The research led to the development of the drug imatinib (Gleevec)—one of the most successful targeted cancer therapies to date—stems directly from Rowley's work on the 9;22 translocation. Imatinib blocks the abnormal protein produced by that translocation.
She has also had an impact on the relationship between medical research and public policy. Rowley served on the President's Council on Bioethics, established by President George Bush in 2001, where she advocated for fewer restrictions, including those placed on federally funded stem-cell research."
Rowley's research continues at her lab at the University of Chicago, where she has inspired and generously mentored countless students and postgraduate fellows. Cancer cytogenetics continues to fascinate her.
"We're still working on the leukemias," she says. "There's a lot of evidence that translocations and other chromosome abnormalities aren't sufficient to make a cell malignant. We're looking for the other mechanisms involved."

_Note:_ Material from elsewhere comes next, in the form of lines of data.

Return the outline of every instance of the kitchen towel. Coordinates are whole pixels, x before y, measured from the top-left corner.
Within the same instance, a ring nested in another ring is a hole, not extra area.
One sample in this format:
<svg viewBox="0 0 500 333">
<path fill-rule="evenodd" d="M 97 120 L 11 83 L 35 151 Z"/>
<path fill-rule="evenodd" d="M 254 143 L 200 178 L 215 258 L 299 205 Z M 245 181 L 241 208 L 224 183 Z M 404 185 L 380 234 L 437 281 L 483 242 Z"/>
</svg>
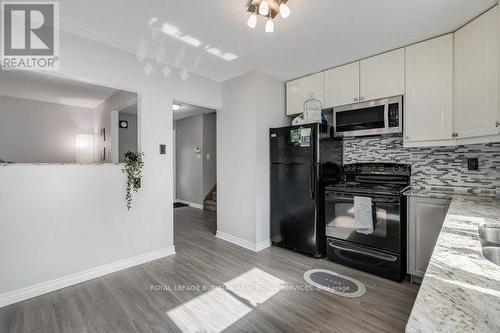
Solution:
<svg viewBox="0 0 500 333">
<path fill-rule="evenodd" d="M 372 198 L 354 197 L 354 229 L 365 235 L 373 232 Z"/>
</svg>

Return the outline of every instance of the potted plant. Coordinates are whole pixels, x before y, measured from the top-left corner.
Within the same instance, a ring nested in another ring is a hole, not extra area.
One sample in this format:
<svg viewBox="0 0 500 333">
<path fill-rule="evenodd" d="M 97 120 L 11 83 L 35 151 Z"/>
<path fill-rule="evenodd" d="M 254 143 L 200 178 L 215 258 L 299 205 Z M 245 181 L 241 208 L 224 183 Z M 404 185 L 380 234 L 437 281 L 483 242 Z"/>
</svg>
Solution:
<svg viewBox="0 0 500 333">
<path fill-rule="evenodd" d="M 123 172 L 127 175 L 127 209 L 132 208 L 132 191 L 137 192 L 141 188 L 142 167 L 144 153 L 138 151 L 128 151 L 124 157 Z"/>
</svg>

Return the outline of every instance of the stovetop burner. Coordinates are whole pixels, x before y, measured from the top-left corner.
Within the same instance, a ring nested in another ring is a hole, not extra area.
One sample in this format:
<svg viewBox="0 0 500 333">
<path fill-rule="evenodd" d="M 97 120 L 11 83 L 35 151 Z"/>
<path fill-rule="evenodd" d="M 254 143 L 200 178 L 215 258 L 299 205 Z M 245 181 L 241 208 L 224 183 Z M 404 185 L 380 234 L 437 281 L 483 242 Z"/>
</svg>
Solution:
<svg viewBox="0 0 500 333">
<path fill-rule="evenodd" d="M 343 181 L 326 190 L 348 193 L 401 195 L 410 184 L 411 168 L 406 164 L 356 163 L 343 167 Z"/>
</svg>

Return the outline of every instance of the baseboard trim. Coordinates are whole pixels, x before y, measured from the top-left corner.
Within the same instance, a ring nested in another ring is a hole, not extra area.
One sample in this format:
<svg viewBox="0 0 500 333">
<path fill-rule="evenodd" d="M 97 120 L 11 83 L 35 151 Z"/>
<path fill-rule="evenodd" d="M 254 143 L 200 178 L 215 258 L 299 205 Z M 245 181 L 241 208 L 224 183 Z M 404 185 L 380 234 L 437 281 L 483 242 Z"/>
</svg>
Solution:
<svg viewBox="0 0 500 333">
<path fill-rule="evenodd" d="M 167 257 L 172 254 L 175 254 L 175 247 L 173 245 L 164 249 L 119 260 L 111 264 L 98 266 L 82 272 L 67 275 L 47 282 L 42 282 L 33 286 L 9 291 L 7 293 L 0 295 L 0 308 L 10 304 L 24 301 L 29 298 L 47 294 L 58 289 L 66 288 L 81 282 L 92 280 L 100 276 L 121 271 L 126 268 L 130 268 L 163 257 Z"/>
<path fill-rule="evenodd" d="M 181 200 L 181 199 L 175 199 L 175 202 L 180 202 L 180 203 L 186 204 L 189 207 L 203 209 L 203 205 L 200 205 L 200 204 L 197 204 L 197 203 L 194 203 L 194 202 L 191 202 L 191 201 Z"/>
<path fill-rule="evenodd" d="M 256 249 L 255 252 L 260 252 L 260 251 L 262 251 L 264 249 L 267 249 L 270 246 L 271 246 L 271 240 L 267 239 L 265 241 L 257 243 L 257 245 L 255 246 L 255 249 Z"/>
<path fill-rule="evenodd" d="M 215 234 L 215 237 L 220 238 L 222 240 L 225 240 L 226 242 L 233 243 L 235 245 L 241 246 L 247 250 L 253 251 L 253 252 L 259 252 L 264 250 L 265 248 L 268 248 L 271 246 L 271 241 L 270 240 L 265 240 L 260 243 L 253 243 L 249 242 L 245 239 L 233 236 L 231 234 L 228 234 L 226 232 L 218 231 Z"/>
</svg>

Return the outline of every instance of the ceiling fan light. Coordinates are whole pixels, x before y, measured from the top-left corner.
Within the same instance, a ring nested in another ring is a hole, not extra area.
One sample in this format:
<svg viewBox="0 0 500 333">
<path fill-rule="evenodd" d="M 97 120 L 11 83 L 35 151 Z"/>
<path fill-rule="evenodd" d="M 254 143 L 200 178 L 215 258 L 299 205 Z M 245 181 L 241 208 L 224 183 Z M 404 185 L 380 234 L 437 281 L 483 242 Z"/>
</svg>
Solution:
<svg viewBox="0 0 500 333">
<path fill-rule="evenodd" d="M 269 14 L 269 4 L 266 0 L 263 0 L 259 5 L 259 14 L 267 16 Z"/>
<path fill-rule="evenodd" d="M 282 18 L 287 18 L 290 16 L 290 7 L 286 3 L 280 4 L 280 15 Z"/>
<path fill-rule="evenodd" d="M 272 18 L 267 19 L 266 21 L 266 32 L 274 31 L 274 22 Z"/>
<path fill-rule="evenodd" d="M 255 28 L 255 26 L 257 25 L 257 15 L 255 14 L 250 15 L 247 21 L 247 25 L 252 29 Z"/>
<path fill-rule="evenodd" d="M 177 110 L 179 110 L 180 108 L 181 108 L 181 106 L 180 106 L 180 105 L 178 105 L 178 104 L 173 104 L 173 105 L 172 105 L 172 110 L 174 110 L 174 111 L 177 111 Z"/>
</svg>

"I can't think of anyone who deserved the award more or who would accept it more humbly," said colleague Michelle Le Beau, PhD, director of the University of Chicago Cancer Research Center. "Janet has been a mentor for her colleagues as well as her trainees and an ongoing example of scientific wisdom and imagination combined with impeccable professional and personal style."
The Medal of Freedom validates the enthusiasm that still inspires Rowley to bicycle from her Hyde Park home to her laboratory daily at the age of 84. "It's a recognition not of me but of our research," she said. "Our discoveries have had a major impact on the treatment and on the lives of patients with leukemia, especially those with CML."